It is yours, forever, whether you want it or not.
It has always been yours.
Looking back, when was this pebble anywhere but in your hand, making it difficult to hold your pencils, troubling your handshakes?
To draw attention to the word “pebble” by making it behave as only language could make a pebble behave,
not to the thing that is named pebble, but to the thing that is an object shaped like this: pebble.
To turn the pebble into a form on the screen:
an eminently legible Rohrschach test, a play on the fourth wall of language.
I would just as soon blot out this allegory, character by character, save p, e, b, b, l, and e:
we could call it collateral,
to further emphasize this pebble‘s presence as body.
If text is an object that behaves according to its own natural laws,
to blot a word out is to eliminate the distraction of its transparency.
3. Analysis of analysis
Toward the end of the allegory, before the “analysis” began (if we can rightfully call the previous fragment an analysis), I was suspecting that the author would note
language’s capability of transforming into certain things
among which we would have guessed he would count:
- A naughty dog
- A boomerang
In other words: things that, when sent away, return.
I thought he was going to write:
To take it one step further—and pardon me if I’m losing you here: it is not an act of transformation we are beholding. Language only seems capable of “transforming” into these things because language already is all of these things.
No, it is none of them.
It only behaves like they do:
sent away, it only comes back.
I was waiting for him to ask:
Does language learn from what it names?
Does a word, for instance, emulate the behavior of what it invokes?
I was waiting for him to conclude:
A pebble doesn’t look like a boomerang, (were I for some reason forced to make a comparison, I would say it looks more like an egg,) but, in language, it can become one if whoever is speaking wants it to.
Someone who doesn’t read French picks up an edition of Ponge.
Where, then, are the things he writes of so much?
The things are in this incapable-reader’s hand.
They have become the book, without depth, without “transparency”.
To acknowledge the objectivity of all text, of this text, of this pebble, our starting point, to which it seems we will have to return again (and again), being almost round, almost rhomboid . . .

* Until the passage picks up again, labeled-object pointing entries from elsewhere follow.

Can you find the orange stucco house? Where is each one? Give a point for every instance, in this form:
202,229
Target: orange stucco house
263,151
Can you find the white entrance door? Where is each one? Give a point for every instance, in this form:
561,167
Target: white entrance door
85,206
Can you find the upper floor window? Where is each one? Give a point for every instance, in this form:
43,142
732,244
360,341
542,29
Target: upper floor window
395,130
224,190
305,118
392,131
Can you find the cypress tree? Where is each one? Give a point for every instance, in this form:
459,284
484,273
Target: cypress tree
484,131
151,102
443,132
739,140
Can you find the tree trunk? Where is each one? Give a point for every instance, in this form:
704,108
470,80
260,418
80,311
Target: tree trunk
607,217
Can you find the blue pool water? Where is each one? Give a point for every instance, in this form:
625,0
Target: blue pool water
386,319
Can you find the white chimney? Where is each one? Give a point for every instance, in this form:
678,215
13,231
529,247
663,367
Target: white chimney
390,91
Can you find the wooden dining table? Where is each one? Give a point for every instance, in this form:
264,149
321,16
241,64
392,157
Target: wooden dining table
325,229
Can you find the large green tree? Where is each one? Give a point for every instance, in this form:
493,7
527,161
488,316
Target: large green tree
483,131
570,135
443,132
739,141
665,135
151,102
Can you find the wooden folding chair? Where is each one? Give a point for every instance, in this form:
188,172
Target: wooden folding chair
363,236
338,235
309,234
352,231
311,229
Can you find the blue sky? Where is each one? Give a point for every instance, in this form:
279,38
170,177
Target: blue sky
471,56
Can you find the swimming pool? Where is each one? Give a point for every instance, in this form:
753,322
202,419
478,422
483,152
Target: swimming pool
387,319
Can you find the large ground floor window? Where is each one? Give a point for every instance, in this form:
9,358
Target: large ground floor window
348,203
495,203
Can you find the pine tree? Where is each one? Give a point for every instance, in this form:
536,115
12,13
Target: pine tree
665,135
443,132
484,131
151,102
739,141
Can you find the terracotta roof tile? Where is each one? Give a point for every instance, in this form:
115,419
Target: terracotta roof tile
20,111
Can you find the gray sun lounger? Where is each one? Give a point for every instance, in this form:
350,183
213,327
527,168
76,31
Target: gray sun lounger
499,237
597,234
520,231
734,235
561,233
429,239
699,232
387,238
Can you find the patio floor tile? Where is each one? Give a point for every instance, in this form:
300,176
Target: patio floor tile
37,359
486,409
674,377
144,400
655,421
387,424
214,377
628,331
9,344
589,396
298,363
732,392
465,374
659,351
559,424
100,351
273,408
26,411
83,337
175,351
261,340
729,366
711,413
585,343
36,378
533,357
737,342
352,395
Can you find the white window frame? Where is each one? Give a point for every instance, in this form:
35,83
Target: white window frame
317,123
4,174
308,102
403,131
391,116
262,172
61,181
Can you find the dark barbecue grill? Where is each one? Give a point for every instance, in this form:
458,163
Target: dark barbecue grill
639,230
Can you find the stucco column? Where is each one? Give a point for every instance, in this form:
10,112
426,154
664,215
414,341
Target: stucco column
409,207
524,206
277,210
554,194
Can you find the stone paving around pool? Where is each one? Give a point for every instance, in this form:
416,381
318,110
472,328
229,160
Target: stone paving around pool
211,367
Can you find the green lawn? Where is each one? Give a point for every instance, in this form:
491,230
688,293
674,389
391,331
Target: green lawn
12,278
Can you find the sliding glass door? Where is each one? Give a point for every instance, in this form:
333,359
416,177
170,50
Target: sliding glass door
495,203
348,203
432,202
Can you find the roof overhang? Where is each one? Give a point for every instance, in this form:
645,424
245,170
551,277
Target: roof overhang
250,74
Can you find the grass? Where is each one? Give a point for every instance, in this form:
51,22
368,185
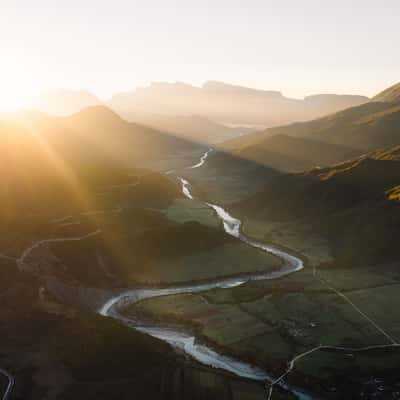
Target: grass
269,322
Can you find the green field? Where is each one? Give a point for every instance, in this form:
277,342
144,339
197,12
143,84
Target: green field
270,322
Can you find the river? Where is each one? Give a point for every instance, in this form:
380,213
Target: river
187,342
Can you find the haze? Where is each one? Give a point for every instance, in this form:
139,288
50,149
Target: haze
105,47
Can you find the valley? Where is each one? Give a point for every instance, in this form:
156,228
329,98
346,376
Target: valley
244,270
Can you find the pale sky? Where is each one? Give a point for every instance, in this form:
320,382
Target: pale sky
297,47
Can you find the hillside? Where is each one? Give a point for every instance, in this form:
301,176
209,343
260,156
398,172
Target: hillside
287,153
191,127
227,103
390,95
366,127
96,132
354,205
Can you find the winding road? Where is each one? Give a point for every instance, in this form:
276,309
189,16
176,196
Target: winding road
187,342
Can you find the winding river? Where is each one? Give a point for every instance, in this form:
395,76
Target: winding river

These adjectives make no difference to this pebble, composed of pixels on this screen.
If I were simply to paste in a .jpg of a pebble and call it a day . . .
If I were simply to ask you to tape a pebble to your computer screen . . .
This pebble, which, even if it did exist as a stone outside this screen—even if it were a rock descended like all others by schizogenesis from that one fabulous ancestor—would be more indifferent than indifferent to its being held in a palm, as in our allegory.
Or would it be less indifferent than indifferent?
Or simply something other than indifferent?
There is no word for it, in that there can be no word for it without anthropomorphicizing,
without disturbing this pebble.
On the side of language is an object’s indifference.
On this side, on the side of the anthropomorphic, is projection of significance onto the asemic.
On the side of things is form:
What is our place on the side of things, beyond anthropomorphism:
the forms certain materials have taken on, having been acted upon by external forces;
where this text is wholly indifferent to its being read,
where this text is wholly indifferent to its having been written.
Ponge: Perhaps the lesson is that we must abolish values the moment we discover them… That is, so far as I can tell, the importance (and also the social importance) of poetry.”viii
How much more pleasant than watching values grow old and die, as all values do: killing them on the spot and writing their murders.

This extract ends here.